The Crusades introduced some Europeans to Eastern luxury goods, but their immediate cultural impact on the West remains debatable. Strong economic and intellectual ties with the East had already been developed by the late eleventh century. The Crusades did greatly benefit Italian merchants, who profited from outfitting military expeditions, the opening of new trade routes, and the establishment of trading communities in the Crusader states. Since commerce with the West benefited both Muslims and Europeans, it continued to flourish even after the Crusader states collapsed.

The Crusades proved to be a disaster for Jewish-Christian relations. In many parts of Europe, Jews lent money to peasants, townspeople, and nobles, and indebtedness bred resentment. Inspired by the ideology of holy war and resentment of Jewish economic activities, Christian armies on their way to Jerusalem on the First Crusade joined with local people to attack Jewish families and sometimes entire Jewish communities. In the German cities along the Rhine River, for example, an army of Crusaders under the leadership of a German noble forced Jews to convert through mass baptisms and killed those who resisted; more than eight hundred Jews were killed in Worms and more than a thousand in Mainz. Later Crusades brought similar violence, enhanced by rumors that Jews engaged in the ritual murder of Christians to use their blood in religious rites. As a result of growing hostility, legal restrictions on Jews gradually increased throughout Europe. In 1290 King Edward I of England expelled the Jews from England and confiscated their property and goods; it would be four centuries before they would be allowed back in. King Philip IV of France followed Edward’s example in 1306.

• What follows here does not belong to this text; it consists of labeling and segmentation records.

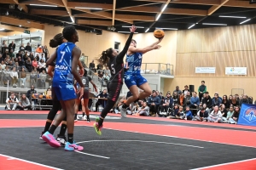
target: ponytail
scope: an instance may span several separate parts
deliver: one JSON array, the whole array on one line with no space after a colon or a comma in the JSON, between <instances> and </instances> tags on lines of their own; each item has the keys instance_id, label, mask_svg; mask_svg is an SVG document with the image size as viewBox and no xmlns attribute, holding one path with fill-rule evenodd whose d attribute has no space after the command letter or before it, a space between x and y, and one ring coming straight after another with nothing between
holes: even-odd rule
<instances>
[{"instance_id":1,"label":"ponytail","mask_svg":"<svg viewBox=\"0 0 256 170\"><path fill-rule=\"evenodd\" d=\"M103 51L99 59L96 59L96 61L102 65L103 66L108 67L108 64L109 62L109 59L112 56L113 49L112 48Z\"/></svg>"}]
</instances>

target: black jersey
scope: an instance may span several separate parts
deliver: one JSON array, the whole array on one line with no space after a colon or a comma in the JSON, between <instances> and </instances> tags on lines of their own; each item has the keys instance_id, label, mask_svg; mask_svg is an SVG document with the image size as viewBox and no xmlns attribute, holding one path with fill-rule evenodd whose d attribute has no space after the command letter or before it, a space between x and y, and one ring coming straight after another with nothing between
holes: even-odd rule
<instances>
[{"instance_id":1,"label":"black jersey","mask_svg":"<svg viewBox=\"0 0 256 170\"><path fill-rule=\"evenodd\" d=\"M109 82L123 82L124 77L124 57L128 51L129 46L132 39L133 32L131 32L129 38L126 41L124 49L116 56L110 59L108 68L111 72Z\"/></svg>"}]
</instances>

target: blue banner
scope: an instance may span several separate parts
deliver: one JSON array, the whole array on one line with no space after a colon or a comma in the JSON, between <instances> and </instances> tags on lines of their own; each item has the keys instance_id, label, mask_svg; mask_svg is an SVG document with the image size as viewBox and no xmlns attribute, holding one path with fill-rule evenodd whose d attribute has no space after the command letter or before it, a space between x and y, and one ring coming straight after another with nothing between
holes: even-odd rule
<instances>
[{"instance_id":1,"label":"blue banner","mask_svg":"<svg viewBox=\"0 0 256 170\"><path fill-rule=\"evenodd\" d=\"M256 126L256 105L242 104L239 114L239 125Z\"/></svg>"}]
</instances>

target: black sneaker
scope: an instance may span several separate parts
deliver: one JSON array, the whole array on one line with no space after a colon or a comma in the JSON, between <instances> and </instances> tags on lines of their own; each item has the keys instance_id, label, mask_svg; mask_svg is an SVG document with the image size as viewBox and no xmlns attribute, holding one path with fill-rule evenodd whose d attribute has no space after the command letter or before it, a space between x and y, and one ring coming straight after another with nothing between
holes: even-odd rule
<instances>
[{"instance_id":1,"label":"black sneaker","mask_svg":"<svg viewBox=\"0 0 256 170\"><path fill-rule=\"evenodd\" d=\"M62 147L65 147L66 145L66 141L67 138L66 136L60 136L59 134L57 135L56 140L61 144Z\"/></svg>"}]
</instances>

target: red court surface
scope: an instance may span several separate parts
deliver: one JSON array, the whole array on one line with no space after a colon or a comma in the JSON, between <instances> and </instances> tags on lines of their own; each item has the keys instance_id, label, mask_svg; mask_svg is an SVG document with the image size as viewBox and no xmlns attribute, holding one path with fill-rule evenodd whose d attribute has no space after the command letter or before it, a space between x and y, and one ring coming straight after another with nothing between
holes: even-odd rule
<instances>
[{"instance_id":1,"label":"red court surface","mask_svg":"<svg viewBox=\"0 0 256 170\"><path fill-rule=\"evenodd\" d=\"M0 170L60 170L59 168L0 154Z\"/></svg>"}]
</instances>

The long-term cultural legacy of the Crusades may have been more powerful than their short-term impact. The ideal of a sacred mission to conquer or convert Muslim peoples entered some Europeans’ consciousness, and was later used in other situations. When Christopher Columbus sailed west in 1492, he hoped to reach India in part to establish a Christian base from which a new crusade against Islam could be launched. Muslims later looked back on the Crusades as expansionist and imperialist, the beginning of a long trajectory of Western attempts to limit or destroy Islam.